Whither the global village?

“In the short term, there’ll be the human nature to react against globalization and people reluctant to get on planes,” Perl says, “but that’s offset by the drive of people to get ahead. Terrorism won’t prevent globalization because U.S. companies already have subsidiaries overseas, or U.S. companies are owned by overseas firms and companies are already doing business in those markets.”

That view is shared by Clark Libenson, partner in international securities at Baker & McKenzie. Unlike Beretta, Libenson isn’t trying to sue for competitive advantage. He’s a dealmaker. “I’m at the front end of the process,” he says. “Certainly, our business is not recession proof, but to the extent that companies have business relationships outside the United States, those relationships will continue.”

Citing a trend unrelated to 9/11 but central to the border’s development, Libenson says higher tariffs are being phased in for the import of specialized components from non-NAFTA countries like Japan and South Korea. “Right now, the issue is below the radar screen, but the higher duties could cause those non-NAFTA countries to revisit their manufacturing.”

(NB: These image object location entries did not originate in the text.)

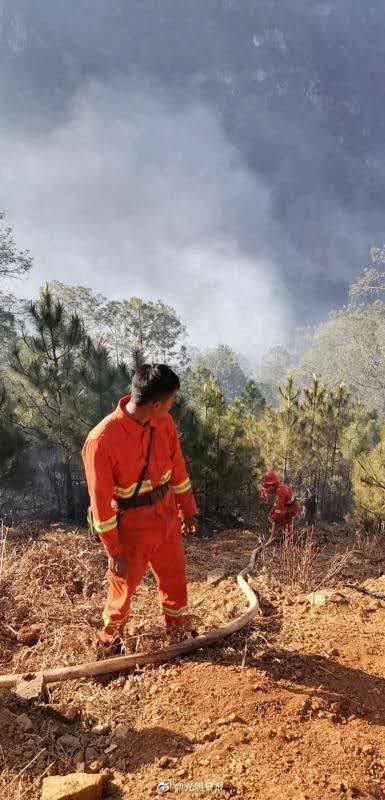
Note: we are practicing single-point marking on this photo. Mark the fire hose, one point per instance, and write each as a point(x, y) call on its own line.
point(123, 663)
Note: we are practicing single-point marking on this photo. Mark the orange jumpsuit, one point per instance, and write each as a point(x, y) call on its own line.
point(284, 510)
point(114, 455)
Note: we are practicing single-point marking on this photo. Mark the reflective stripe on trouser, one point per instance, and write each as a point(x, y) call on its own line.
point(163, 552)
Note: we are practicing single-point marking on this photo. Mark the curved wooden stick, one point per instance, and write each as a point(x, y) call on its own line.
point(122, 663)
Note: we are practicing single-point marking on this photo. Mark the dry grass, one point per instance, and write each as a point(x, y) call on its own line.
point(300, 562)
point(369, 545)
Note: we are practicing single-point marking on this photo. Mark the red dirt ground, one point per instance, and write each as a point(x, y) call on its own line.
point(304, 718)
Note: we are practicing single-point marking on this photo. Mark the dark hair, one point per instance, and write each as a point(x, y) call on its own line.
point(153, 382)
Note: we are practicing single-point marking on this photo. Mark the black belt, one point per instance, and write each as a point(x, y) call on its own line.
point(291, 502)
point(148, 499)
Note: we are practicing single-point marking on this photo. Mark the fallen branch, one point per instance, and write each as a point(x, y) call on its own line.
point(378, 595)
point(123, 663)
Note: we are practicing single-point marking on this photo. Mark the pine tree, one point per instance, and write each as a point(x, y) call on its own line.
point(289, 415)
point(48, 365)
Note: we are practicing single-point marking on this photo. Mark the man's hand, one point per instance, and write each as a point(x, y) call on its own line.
point(190, 525)
point(118, 565)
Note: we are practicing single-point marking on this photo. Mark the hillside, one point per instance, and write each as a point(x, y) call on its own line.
point(303, 718)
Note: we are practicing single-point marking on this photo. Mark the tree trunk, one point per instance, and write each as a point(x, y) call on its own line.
point(71, 511)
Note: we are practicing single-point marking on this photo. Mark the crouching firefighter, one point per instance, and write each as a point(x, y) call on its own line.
point(284, 508)
point(140, 491)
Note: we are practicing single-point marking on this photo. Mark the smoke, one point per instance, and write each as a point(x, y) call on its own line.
point(137, 192)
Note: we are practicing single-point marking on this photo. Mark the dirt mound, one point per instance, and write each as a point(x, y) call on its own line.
point(303, 718)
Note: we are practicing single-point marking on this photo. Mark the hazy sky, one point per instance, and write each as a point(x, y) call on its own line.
point(226, 158)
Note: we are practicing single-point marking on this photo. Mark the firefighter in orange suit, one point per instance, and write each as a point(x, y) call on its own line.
point(285, 507)
point(139, 490)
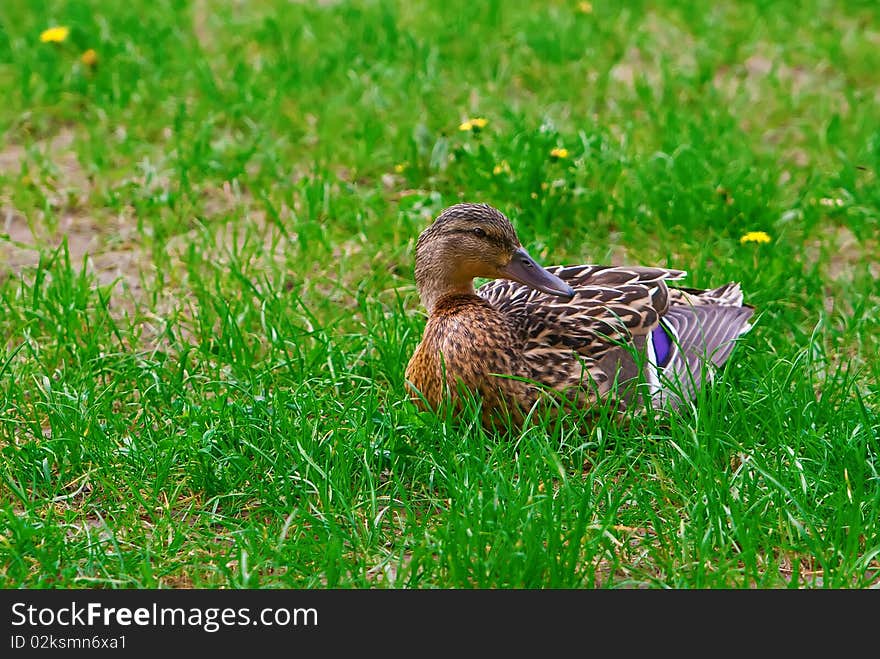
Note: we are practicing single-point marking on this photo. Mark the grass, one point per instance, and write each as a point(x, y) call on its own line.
point(207, 303)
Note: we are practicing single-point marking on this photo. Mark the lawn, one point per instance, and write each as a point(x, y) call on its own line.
point(207, 300)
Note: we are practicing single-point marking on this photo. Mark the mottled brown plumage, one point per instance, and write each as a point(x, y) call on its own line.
point(572, 335)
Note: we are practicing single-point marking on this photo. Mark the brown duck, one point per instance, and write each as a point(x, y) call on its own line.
point(577, 335)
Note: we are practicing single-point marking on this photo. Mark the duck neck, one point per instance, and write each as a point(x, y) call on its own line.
point(435, 282)
point(437, 290)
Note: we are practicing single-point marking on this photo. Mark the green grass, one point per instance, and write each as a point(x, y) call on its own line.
point(207, 302)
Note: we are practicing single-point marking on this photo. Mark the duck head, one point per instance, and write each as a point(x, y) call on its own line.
point(475, 240)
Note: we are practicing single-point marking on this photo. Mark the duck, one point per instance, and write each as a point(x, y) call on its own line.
point(573, 337)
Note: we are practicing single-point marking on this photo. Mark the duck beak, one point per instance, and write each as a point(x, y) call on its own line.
point(525, 270)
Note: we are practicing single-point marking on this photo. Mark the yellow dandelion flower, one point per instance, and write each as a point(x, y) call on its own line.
point(55, 34)
point(89, 58)
point(755, 237)
point(473, 125)
point(501, 168)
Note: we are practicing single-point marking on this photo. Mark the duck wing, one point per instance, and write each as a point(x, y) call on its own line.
point(700, 327)
point(589, 338)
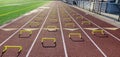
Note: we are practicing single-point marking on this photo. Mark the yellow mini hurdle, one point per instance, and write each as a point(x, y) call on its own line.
point(79, 17)
point(97, 31)
point(70, 24)
point(25, 31)
point(6, 48)
point(44, 39)
point(75, 34)
point(52, 28)
point(86, 22)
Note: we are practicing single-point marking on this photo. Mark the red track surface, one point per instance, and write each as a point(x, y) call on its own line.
point(107, 45)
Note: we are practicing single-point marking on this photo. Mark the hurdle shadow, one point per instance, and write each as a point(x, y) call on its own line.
point(102, 36)
point(46, 46)
point(20, 36)
point(80, 40)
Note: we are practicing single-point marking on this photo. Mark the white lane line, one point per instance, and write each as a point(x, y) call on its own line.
point(62, 33)
point(18, 29)
point(87, 35)
point(30, 49)
point(100, 27)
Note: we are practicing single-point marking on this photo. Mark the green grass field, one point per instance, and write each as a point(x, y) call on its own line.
point(11, 9)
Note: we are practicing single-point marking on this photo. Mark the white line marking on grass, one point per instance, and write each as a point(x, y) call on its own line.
point(100, 27)
point(30, 49)
point(18, 30)
point(87, 35)
point(64, 45)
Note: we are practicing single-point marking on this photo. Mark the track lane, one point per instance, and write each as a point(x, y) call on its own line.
point(107, 44)
point(25, 42)
point(49, 49)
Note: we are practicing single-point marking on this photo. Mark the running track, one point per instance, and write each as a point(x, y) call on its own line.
point(59, 14)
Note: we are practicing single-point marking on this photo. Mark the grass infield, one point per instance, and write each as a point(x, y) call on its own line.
point(11, 9)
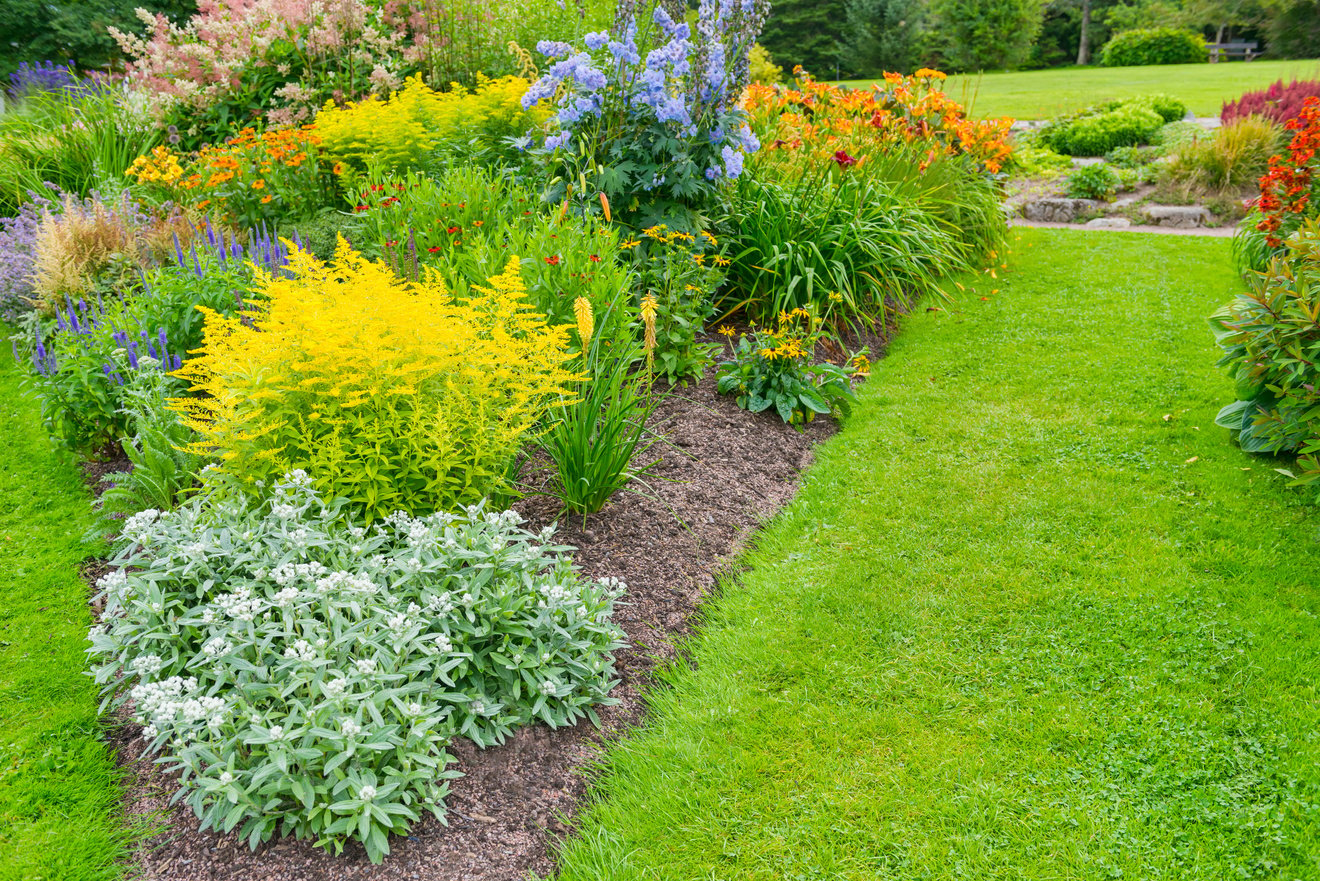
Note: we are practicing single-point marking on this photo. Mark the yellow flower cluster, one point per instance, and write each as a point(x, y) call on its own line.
point(401, 130)
point(793, 338)
point(159, 167)
point(390, 394)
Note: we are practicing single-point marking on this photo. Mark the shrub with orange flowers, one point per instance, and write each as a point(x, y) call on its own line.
point(251, 178)
point(1290, 190)
point(859, 201)
point(813, 120)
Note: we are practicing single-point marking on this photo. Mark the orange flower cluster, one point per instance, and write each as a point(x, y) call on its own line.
point(1287, 186)
point(830, 120)
point(251, 177)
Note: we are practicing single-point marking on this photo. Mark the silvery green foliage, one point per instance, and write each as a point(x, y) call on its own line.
point(305, 675)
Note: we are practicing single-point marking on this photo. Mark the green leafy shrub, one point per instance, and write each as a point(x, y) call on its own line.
point(467, 218)
point(1131, 157)
point(394, 395)
point(772, 369)
point(1032, 159)
point(1096, 181)
point(1154, 46)
point(1098, 131)
point(1269, 334)
point(1101, 128)
point(1174, 135)
point(305, 675)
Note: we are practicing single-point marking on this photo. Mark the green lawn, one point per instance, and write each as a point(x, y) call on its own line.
point(1039, 94)
point(58, 785)
point(1031, 616)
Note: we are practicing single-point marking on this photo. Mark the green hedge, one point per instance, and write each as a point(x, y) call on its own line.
point(1154, 46)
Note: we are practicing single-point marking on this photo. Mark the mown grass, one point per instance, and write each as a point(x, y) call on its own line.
point(1040, 94)
point(60, 812)
point(1031, 616)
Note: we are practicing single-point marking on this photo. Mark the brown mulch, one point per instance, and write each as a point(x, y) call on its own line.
point(722, 473)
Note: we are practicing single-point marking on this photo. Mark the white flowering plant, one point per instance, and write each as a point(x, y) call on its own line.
point(305, 675)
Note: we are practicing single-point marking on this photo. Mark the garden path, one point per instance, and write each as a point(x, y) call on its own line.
point(58, 782)
point(1031, 616)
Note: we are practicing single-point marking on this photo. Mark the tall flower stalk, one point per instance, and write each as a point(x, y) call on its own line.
point(648, 115)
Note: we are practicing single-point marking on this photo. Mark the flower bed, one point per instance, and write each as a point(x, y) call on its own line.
point(335, 371)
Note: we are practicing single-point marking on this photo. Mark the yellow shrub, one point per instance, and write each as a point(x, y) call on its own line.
point(408, 127)
point(387, 392)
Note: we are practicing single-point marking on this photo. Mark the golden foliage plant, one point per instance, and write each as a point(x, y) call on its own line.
point(404, 130)
point(387, 392)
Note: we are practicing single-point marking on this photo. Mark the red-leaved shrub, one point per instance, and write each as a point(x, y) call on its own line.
point(1278, 103)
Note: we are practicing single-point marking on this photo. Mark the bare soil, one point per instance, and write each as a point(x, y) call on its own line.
point(722, 473)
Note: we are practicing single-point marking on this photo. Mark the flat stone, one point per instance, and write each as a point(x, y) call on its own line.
point(1057, 210)
point(1180, 217)
point(1109, 223)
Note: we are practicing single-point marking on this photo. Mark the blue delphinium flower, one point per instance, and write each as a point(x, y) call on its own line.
point(553, 48)
point(733, 161)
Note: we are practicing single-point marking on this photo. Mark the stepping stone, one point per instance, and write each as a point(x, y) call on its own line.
point(1109, 223)
point(1182, 217)
point(1057, 210)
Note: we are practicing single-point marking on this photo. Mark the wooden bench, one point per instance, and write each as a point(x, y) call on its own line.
point(1244, 50)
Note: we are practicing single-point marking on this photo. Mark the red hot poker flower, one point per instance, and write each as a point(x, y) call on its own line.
point(844, 159)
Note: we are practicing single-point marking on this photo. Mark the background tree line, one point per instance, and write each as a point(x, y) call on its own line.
point(865, 37)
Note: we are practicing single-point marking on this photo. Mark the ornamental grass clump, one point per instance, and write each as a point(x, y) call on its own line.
point(391, 394)
point(305, 676)
point(1269, 334)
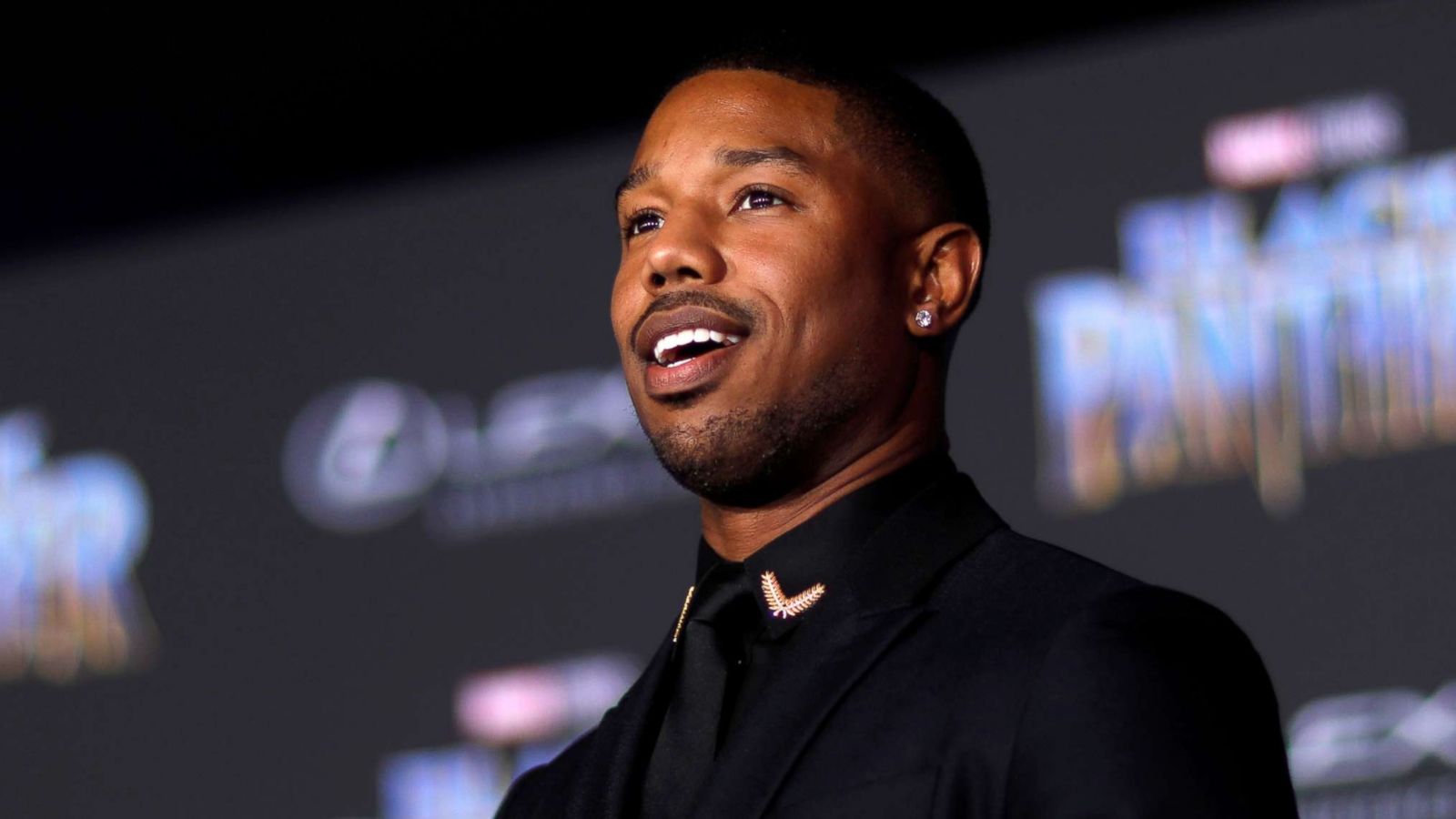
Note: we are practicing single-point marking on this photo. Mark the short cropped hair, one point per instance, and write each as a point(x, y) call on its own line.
point(899, 124)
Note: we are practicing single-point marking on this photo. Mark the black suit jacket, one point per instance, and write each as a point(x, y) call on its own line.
point(972, 671)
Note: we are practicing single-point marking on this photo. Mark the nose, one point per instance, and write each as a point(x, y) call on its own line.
point(683, 252)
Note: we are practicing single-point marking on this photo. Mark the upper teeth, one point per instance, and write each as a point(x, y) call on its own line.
point(688, 337)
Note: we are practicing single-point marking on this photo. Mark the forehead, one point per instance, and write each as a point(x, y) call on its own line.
point(743, 108)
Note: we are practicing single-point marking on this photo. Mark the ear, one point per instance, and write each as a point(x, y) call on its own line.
point(948, 264)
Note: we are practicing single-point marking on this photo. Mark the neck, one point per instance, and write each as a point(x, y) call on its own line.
point(737, 532)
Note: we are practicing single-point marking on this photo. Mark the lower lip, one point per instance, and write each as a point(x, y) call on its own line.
point(689, 375)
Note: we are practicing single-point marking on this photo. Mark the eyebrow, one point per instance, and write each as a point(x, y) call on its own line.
point(784, 157)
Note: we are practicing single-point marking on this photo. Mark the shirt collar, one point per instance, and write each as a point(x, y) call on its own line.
point(826, 548)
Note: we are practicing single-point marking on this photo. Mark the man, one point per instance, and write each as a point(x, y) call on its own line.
point(865, 636)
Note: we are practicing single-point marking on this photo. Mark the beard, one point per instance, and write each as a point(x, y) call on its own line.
point(754, 455)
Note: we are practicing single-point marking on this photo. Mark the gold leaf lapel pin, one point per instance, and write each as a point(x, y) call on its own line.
point(788, 606)
point(683, 614)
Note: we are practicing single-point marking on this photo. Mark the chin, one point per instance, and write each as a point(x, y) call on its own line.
point(749, 457)
point(734, 458)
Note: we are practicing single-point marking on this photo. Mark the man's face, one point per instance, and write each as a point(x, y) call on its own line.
point(757, 307)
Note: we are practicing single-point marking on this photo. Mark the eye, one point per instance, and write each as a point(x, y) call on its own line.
point(764, 196)
point(633, 222)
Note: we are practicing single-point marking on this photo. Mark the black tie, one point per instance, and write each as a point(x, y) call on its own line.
point(711, 642)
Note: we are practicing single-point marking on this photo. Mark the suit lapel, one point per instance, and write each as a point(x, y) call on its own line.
point(619, 748)
point(851, 632)
point(810, 681)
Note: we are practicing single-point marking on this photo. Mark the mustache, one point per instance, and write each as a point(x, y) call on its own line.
point(743, 314)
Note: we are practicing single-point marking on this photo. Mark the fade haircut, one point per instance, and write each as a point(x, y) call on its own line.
point(902, 127)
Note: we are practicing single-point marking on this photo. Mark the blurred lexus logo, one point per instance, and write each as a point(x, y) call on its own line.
point(1372, 734)
point(548, 448)
point(360, 455)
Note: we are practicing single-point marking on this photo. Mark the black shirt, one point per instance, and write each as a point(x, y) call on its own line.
point(826, 548)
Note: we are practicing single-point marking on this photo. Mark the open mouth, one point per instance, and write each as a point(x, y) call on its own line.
point(676, 349)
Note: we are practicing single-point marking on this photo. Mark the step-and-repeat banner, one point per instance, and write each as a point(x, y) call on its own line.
point(341, 509)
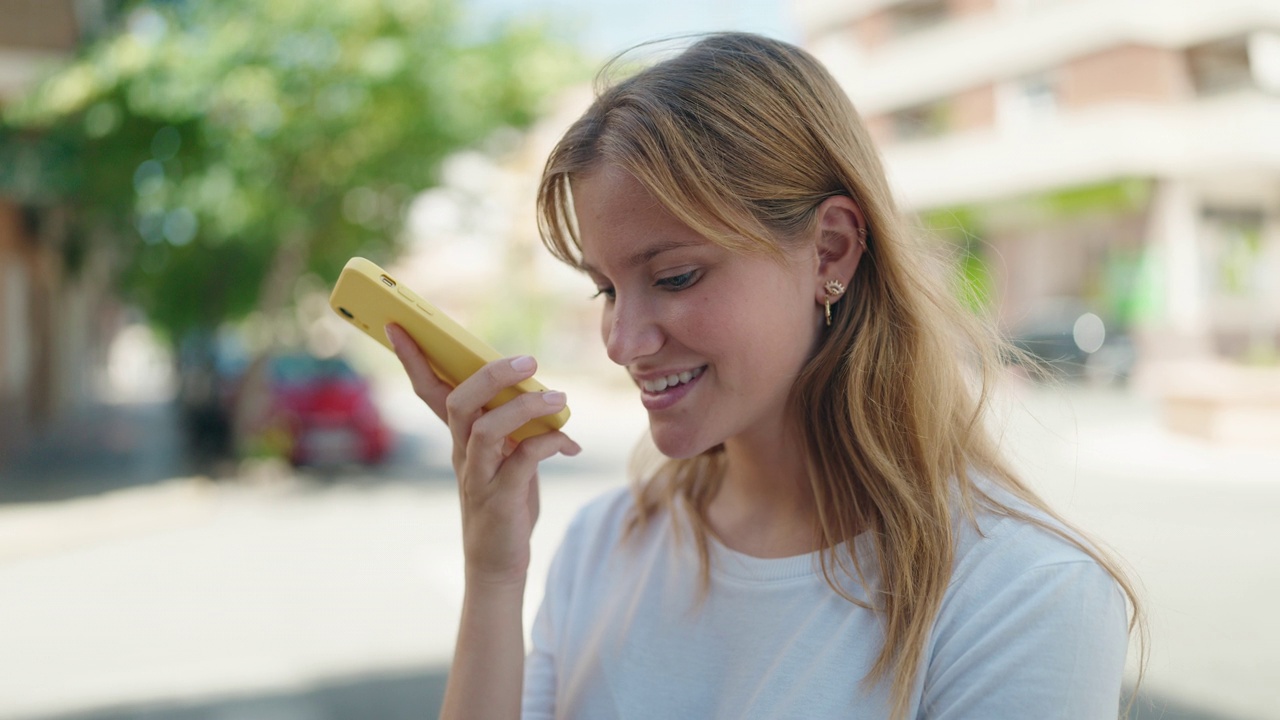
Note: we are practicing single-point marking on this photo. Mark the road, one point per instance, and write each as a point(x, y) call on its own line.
point(132, 588)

Libenson recommends steps to keep an international deal from heading south:

  • Understand cultural differences and business practices.

  • Understand tax and regulatory environments under which you and your partners are operating.

  • Don’t neglect having the dispute resolution mechanism called for in the contract. “You might have some form of international arbitration that enables you to have a more efficient resolution,” he says.

While Libenson and Perl are in the majority opinion on the durability of international trade in tough times, a dissenting opinion is offered by Manuel Pasero, managing partner of a five-attorney firm in Tijuana. “2001 has been a very low year,” he says. “When you in the United States get a cold, as they say, we get pneumonia.” Pasero has represented Tyco and Louisiana Pacific (a lumber company) and his firm handles real estate, labor, environmental and immigration issues.

Now, he says he hopes Toyota will locate a plant along the border (a decision was in the works in December), although he agrees with Libenson that some countries are suffering negative consequences.

Pasero says post Sept. 11, “some business people in the states have become frozen. Terror is not the killer, that’s temporary.”

In a lingering recession, Pasero predicts that many U.S.-based small and mid-sized firms are “not going to survive unless they move fast to cut costs.”

Pasero says Mexican President Vicente Fox is doing a good job in unfavorable circumstances. “There’s a press campaign against him in Mexico. The recession is not helping either.

We are in the process of going to a transition from the third world. And there are still very strong opposition parties that want to make his life miserable”— more miserable, at least, than George Gonzalez, who despite it all says that 2001 was shaping up as the “best of my career.”

A partner in Gordon & Rees’ San Diego office, Gonzalez was once senior staff attorney at Solar Turbines Inc., a subsidiary of Caterpillar Inc.

“Many cases arose over disputes in contracts after NAFTA went into effect because of cultural differences, jurisdiction over parties, (and the fact that) what they each understood was not the same,” Gonzalez says. “Terms and conditions of sale in Mexico are not the same as in the U.S., where the Uniform Commercial Code applies. NAFTA has nothing to do with litigation.”

Gonzalez handled all the governmental compliance work for the Disney company that produced “Pearl Harbor,” which was shot in the Fox studio on the Baja coast built originally to film “Titanic.” One of his “Pearl Harbor” duties involved working with the secretary of defense to import arms and explosives into Mexico.

“The production schedules of these people interconnect, so a delay in production could cost a million bucks a day,” Gonzalez says. The project cost $150 million and employed 350 cast and crew members in Mexico. An equal number of Mexican workers pitched in.

As for terror and recession, Gonzalez says, they “haven’t had the same kind of impact on us as elsewhere; business has not slowed down in the last six weeks.” Although the trade route occasionally may be littered with obstacles, Gonzalez says, “the way to do business in a foreign country is to understand the law and work within it.”